Expensive natural gas was a major contributor to inflation over the past two years, pushing up the price of electricity and staying warm as well as manufacturing costs for fertilizer, steel, glass, aluminum, plastic and cardboard.
Now, producers are trying to avoid swamping the market while traders and analysts are calculating how low prices will need to fall to spur the right mix of curtailments and demand to balance the market.
American bill payers should benefit, especially once air-conditioning season starts. Lower natural-gas prices would also bolster companies’ bottom lines, which have been eroded by rising input costs. Profit margins among companies in the S&P 500 index are on track to decline for the sixth straight quarter, threatening the rebound in stocks.
Natural-gas futures for March delivery ended Wednesday at $2.174 per million British thermal units, down 53% from a year ago. In early trading, futures dipped below $2, a threshold that has rarely been breached over the past 20 years.
Production normally can’t fulfill demand in winter, so gas is drawn-out of storage facilities to make up for the shortfall. During an especially mild stretch at the start of this year, production outstripped demand and the volume of gas in storage rose, the only instance of a January inventory build in weekly Energy Information Administration data going back to the start of 2010.
The market currently is oversupplied by about 5 billion cubic feet a day and without producers choking back output, U.S. inventories would swell beyond storage capacity before next winter, said Ryan Smith, vice president of consulting at energy-data firm East Daley Analytics. “Prices might still have a little bit of downside risk,” he said.
Analysts and energy executives say that producers must dial back output to buoy prices. They expect drilling activity to decline most sharply in the Haynesville Shale, where break-even production costs are higher than in Appalachia’s Marcellus Shale, and in West Texas, where gas is an abundant byproduct of oil drilling.
The Haynesville lies beneath East Texas and northern Louisiana. Drilling there has boomed since the lockdown to supply liquefied natural gas export terminals and chemical makers along the Gulf Coast. Already, though, big producers in the region are parking drilling rigs.
“The prudent step is to show capital discipline and reduce our activity levels,” Chief Executive Nick Dell’Osso said. “Given the price set up that’s in front of us now, we’re going to expect to curtail some gas in the shoulder season.”

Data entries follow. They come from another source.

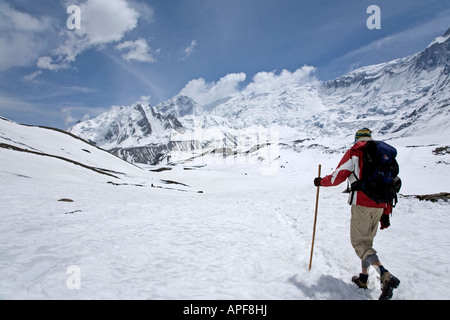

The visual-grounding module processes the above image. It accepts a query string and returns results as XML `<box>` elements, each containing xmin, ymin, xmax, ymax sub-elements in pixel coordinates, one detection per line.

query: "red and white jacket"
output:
<box><xmin>320</xmin><ymin>139</ymin><xmax>392</xmax><ymax>214</ymax></box>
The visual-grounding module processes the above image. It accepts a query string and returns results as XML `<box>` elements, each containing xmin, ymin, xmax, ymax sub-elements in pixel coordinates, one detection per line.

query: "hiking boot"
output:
<box><xmin>352</xmin><ymin>273</ymin><xmax>369</xmax><ymax>290</ymax></box>
<box><xmin>378</xmin><ymin>271</ymin><xmax>400</xmax><ymax>300</ymax></box>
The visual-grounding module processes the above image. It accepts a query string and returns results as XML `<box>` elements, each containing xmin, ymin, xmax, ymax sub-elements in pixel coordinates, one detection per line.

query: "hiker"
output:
<box><xmin>314</xmin><ymin>128</ymin><xmax>400</xmax><ymax>300</ymax></box>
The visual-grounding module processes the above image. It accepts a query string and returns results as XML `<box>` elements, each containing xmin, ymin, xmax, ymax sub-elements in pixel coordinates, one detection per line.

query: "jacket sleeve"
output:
<box><xmin>320</xmin><ymin>149</ymin><xmax>358</xmax><ymax>187</ymax></box>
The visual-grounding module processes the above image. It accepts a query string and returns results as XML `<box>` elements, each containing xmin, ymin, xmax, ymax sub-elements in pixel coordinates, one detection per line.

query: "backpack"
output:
<box><xmin>351</xmin><ymin>140</ymin><xmax>401</xmax><ymax>207</ymax></box>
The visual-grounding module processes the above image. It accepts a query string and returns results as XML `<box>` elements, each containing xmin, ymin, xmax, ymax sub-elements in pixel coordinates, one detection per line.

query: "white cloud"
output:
<box><xmin>332</xmin><ymin>10</ymin><xmax>450</xmax><ymax>73</ymax></box>
<box><xmin>180</xmin><ymin>73</ymin><xmax>246</xmax><ymax>105</ymax></box>
<box><xmin>243</xmin><ymin>65</ymin><xmax>316</xmax><ymax>94</ymax></box>
<box><xmin>36</xmin><ymin>56</ymin><xmax>61</xmax><ymax>71</ymax></box>
<box><xmin>79</xmin><ymin>0</ymin><xmax>139</xmax><ymax>45</ymax></box>
<box><xmin>23</xmin><ymin>70</ymin><xmax>42</xmax><ymax>81</ymax></box>
<box><xmin>116</xmin><ymin>38</ymin><xmax>159</xmax><ymax>62</ymax></box>
<box><xmin>178</xmin><ymin>40</ymin><xmax>197</xmax><ymax>61</ymax></box>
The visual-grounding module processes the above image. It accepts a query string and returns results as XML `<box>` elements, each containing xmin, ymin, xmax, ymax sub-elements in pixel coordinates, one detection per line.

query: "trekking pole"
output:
<box><xmin>309</xmin><ymin>164</ymin><xmax>322</xmax><ymax>270</ymax></box>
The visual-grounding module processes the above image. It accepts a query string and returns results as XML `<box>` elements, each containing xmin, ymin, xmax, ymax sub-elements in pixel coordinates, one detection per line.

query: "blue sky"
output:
<box><xmin>0</xmin><ymin>0</ymin><xmax>450</xmax><ymax>129</ymax></box>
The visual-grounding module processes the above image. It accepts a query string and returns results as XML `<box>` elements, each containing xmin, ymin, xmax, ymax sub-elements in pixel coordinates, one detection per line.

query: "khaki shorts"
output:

Overall, producers received less than half as many drilling permits for the Haynesville and Marcellus shales in January as they did in December, according to Evercore ISI analysts.
Bank of America analysts told clients this week that they believe prices have bottomed and will average $2.45 per million BTUs during the first half of the year before rising in the second half. One risk to their outlook, they wrote, is that producers, flush from last year, might be better able to weather low prices and slow to cut back.

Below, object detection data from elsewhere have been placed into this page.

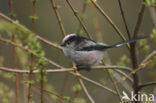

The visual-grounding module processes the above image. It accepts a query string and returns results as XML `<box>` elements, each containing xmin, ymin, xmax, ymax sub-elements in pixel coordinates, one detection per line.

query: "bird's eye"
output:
<box><xmin>67</xmin><ymin>41</ymin><xmax>70</xmax><ymax>45</ymax></box>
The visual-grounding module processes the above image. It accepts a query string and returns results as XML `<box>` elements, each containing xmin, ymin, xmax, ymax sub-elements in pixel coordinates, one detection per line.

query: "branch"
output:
<box><xmin>118</xmin><ymin>0</ymin><xmax>131</xmax><ymax>39</ymax></box>
<box><xmin>0</xmin><ymin>13</ymin><xmax>61</xmax><ymax>49</ymax></box>
<box><xmin>140</xmin><ymin>50</ymin><xmax>156</xmax><ymax>65</ymax></box>
<box><xmin>91</xmin><ymin>0</ymin><xmax>129</xmax><ymax>48</ymax></box>
<box><xmin>0</xmin><ymin>67</ymin><xmax>116</xmax><ymax>94</ymax></box>
<box><xmin>139</xmin><ymin>81</ymin><xmax>156</xmax><ymax>89</ymax></box>
<box><xmin>66</xmin><ymin>0</ymin><xmax>92</xmax><ymax>39</ymax></box>
<box><xmin>78</xmin><ymin>77</ymin><xmax>95</xmax><ymax>103</ymax></box>
<box><xmin>50</xmin><ymin>0</ymin><xmax>66</xmax><ymax>36</ymax></box>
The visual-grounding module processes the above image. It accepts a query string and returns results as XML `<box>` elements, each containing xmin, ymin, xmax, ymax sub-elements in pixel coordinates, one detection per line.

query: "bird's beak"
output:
<box><xmin>61</xmin><ymin>43</ymin><xmax>65</xmax><ymax>47</ymax></box>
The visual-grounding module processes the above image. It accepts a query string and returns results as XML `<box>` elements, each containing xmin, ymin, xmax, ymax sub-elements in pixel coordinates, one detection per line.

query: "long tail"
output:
<box><xmin>109</xmin><ymin>36</ymin><xmax>149</xmax><ymax>48</ymax></box>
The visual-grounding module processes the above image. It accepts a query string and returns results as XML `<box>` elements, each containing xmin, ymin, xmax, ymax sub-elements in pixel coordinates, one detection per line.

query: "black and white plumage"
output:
<box><xmin>61</xmin><ymin>34</ymin><xmax>146</xmax><ymax>70</ymax></box>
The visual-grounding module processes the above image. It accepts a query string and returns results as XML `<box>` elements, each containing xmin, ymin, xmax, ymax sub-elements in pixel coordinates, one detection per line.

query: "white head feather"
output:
<box><xmin>62</xmin><ymin>33</ymin><xmax>77</xmax><ymax>43</ymax></box>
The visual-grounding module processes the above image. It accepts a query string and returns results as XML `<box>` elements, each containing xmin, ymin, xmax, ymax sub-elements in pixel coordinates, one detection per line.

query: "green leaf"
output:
<box><xmin>72</xmin><ymin>84</ymin><xmax>81</xmax><ymax>92</ymax></box>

Demand should climb in the coming weeks as Freeport LNG restarts the Texas export facility that has been down since a June fire. The outage of one of the country’s largest gas export terminals has left a lot of gas in the domestic market that would have been shipped abroad. But big price gains aren’t expected until next year when a batch of new export terminals begin to open, boosting U.S. export capacity by 40%.
“The consensus call is gas is dead until late 2024, early 2025,” Truist Securities analyst Neal Dingmann said. “It’s hard to point to anything different until the large LNG projects start to come in late next year.”